If you have the money to build 2 robots, the practice bot’s base can be built prior to kickoff.

Our team does all the testing with the practice bot, and the competition bot is built in the last 2 weeks of build season. At that point, the practice bot is modified to be as close to the competition bot as possible.

The practice bot also gives the programmers time to enhance the code after stop build, and the mechanical people the ability to continue upgrading the robot (hold back).

I applaud the team who can design and build a practice bot base to play the game before they know what the game is.

We’re moving that way, along a different path. While we recycle most of our manipulator pieces between years (we did keep our Frisbee shooter, it’s great for demos), we’ve begun keeping the drive chassis from each year. At the start of next build season, we expect to have a 6-wheel skid steer, an H-drive, and a mecanum ready to go to support manipulator prototyping. We usually decide on the drive train rather quickly, so the competition drive train should be (nearly) ready when we to build the competition manipulators.
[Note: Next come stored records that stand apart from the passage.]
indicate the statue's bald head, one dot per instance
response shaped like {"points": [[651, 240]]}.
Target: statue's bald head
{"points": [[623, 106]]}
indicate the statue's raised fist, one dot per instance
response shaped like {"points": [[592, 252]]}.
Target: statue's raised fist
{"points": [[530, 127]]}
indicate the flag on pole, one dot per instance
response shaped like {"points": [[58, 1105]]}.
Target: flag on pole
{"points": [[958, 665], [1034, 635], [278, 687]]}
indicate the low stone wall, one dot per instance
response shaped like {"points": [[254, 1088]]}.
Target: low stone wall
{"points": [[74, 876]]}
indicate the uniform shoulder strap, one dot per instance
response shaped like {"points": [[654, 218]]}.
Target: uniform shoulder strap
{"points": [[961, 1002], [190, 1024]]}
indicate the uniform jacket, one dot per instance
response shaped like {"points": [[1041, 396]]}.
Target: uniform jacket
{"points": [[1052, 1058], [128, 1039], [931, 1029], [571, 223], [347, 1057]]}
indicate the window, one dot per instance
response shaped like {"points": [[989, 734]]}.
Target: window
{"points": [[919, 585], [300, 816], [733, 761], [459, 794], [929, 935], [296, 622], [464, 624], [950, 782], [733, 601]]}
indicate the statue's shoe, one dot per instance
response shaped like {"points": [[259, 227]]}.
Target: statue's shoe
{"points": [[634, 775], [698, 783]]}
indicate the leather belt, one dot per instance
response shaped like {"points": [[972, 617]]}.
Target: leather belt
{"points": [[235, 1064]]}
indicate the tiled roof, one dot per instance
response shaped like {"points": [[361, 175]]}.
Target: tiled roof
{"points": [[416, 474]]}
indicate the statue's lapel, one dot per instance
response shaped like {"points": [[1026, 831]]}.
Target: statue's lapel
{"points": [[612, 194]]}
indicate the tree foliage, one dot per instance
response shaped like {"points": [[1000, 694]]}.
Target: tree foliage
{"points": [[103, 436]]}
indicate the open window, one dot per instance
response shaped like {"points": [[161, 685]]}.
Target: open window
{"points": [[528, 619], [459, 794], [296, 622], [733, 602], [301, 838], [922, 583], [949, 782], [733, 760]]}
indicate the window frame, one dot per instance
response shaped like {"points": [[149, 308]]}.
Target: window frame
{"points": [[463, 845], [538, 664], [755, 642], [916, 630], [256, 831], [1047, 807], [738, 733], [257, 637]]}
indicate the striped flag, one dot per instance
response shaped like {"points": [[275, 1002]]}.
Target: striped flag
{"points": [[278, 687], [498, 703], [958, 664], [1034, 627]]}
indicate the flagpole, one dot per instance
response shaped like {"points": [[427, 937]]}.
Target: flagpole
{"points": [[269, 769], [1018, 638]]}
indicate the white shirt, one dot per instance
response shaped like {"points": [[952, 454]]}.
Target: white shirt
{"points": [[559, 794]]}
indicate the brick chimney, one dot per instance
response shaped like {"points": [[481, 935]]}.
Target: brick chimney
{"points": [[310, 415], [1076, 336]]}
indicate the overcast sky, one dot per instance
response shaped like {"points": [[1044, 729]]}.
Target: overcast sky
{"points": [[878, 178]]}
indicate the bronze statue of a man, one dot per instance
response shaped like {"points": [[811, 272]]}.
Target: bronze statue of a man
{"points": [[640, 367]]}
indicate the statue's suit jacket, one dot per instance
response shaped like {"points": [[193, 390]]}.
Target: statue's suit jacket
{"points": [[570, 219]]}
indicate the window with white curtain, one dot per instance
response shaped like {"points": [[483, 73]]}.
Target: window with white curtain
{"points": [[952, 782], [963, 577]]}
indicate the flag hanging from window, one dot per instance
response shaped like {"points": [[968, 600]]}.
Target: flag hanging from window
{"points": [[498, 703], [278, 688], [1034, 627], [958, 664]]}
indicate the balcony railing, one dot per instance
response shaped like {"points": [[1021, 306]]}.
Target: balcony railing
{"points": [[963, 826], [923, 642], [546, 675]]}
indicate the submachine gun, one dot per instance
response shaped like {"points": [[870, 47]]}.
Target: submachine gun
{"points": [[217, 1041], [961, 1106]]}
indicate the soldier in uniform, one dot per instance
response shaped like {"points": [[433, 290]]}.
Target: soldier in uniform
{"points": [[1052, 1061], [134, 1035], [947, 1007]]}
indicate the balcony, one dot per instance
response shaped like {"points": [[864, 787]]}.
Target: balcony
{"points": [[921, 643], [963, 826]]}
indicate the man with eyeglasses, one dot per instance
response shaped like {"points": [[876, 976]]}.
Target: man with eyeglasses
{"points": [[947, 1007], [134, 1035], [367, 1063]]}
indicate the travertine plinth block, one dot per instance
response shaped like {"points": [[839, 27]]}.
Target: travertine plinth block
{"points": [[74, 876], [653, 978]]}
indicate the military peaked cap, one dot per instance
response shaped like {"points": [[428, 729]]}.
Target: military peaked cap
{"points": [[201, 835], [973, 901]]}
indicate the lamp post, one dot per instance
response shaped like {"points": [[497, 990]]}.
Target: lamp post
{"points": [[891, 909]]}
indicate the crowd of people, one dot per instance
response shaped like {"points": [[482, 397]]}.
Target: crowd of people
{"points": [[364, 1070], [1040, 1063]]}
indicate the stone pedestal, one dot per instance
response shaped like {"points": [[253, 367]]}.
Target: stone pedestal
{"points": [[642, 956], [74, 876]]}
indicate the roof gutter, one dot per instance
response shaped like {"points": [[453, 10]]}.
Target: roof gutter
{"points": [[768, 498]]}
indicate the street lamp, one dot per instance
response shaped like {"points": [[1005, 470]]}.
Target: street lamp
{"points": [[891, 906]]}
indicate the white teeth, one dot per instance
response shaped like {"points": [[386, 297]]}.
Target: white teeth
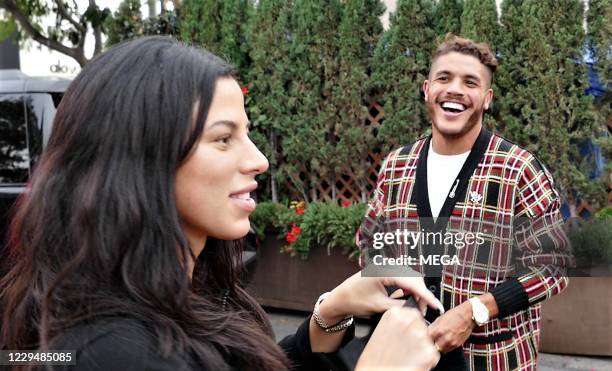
{"points": [[453, 105]]}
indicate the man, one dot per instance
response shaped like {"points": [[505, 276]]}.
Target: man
{"points": [[464, 178]]}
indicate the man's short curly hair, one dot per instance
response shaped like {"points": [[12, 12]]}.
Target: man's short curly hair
{"points": [[458, 44]]}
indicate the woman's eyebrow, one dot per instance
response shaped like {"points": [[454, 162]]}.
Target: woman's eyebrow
{"points": [[232, 125], [229, 123]]}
Interresting. A local team that our group visited in Dec. was working on the base of their competition robot.

Was it something they ended up using, or was it actually something they were building for practice and experience? My team spent half the summer and the entire fall working on a chassis and drive train for swerve, just for the experience. It would be easy for someone visiting to think that work was for this season, and not just experience and practice.

We built three drive bases in the off season this year, one for our absolute beginners (2014 kitbot), one for intermediates (mecanum), and one for advanced (8wd West Coast). The experience was invaluable for the entire team, and we will do it again next year. And two of those bots ended up deeply influencing our design for the game this year.

But no team should ever, ever build a drive base (or create parts or programs) for the upcoming game before kickoff, with the exception of OPEN SOURCE, SHARED resources that the team develops and shares within the FRC community.

Not sure which of the other Greenville teams you visited, however what everyone is saying above is true no building is allowed prior to kickoff.

Hopefully there was a misunderstanding.

On to the topic of a new rookie for 2016 besides somewhere in Greenville where will this new rookie team be based out of?

They could have merely been developing the drive base in the off-season that they planned to use during the competition. They would still have to physically build a second one, but they could use the design (provided it was made public before kickoff) of their development chassis to help them refine the one they will use in competition.

That would be one major DQ, too. Only every match at the event, unless HQ intervened, and alliance partners would get them too if the robot made it to the field.

Let me put it this way, though: It’s a major enough foul to act as a significant deterrent. However, actually getting it called would take a really, really good look at the team’s build. And even getting that going would mean first saying that two team members have deliberately put their signature on a document saying that they did NOT start before Kickoff, knowing that they did in fact start before Kickoff. I highly doubt that FIRSTers would do that… but it takes all kinds to make a world, so there’s the possibility, slim though it may be.

I agree with the rest: 99% chance of it being a prototype. I know my team built one drivebase and had another frame built in the offseason… And I know that neither one is on a competition robot.

Games like this year, and 2009’s Lunacy are one of the things I really like about FIRST. They shake up the rules to the point where you can’t actually start building before the game is announced because you really don’t know what you are going to have to build.

I keep waiting to see the playing field carpet get replaced by an inch of pea gravel or something like that.

Ask yourself if they really were working on their competition drive base, how did they know how big to make it? How did they know where the bumpers were supposed to attach? How did they know what kind of bumps or obstacles it would have to drive over? How did they know how to best gear it to win pushing battles with opposing robots?

Thank you GDC, for keeping everyone honest!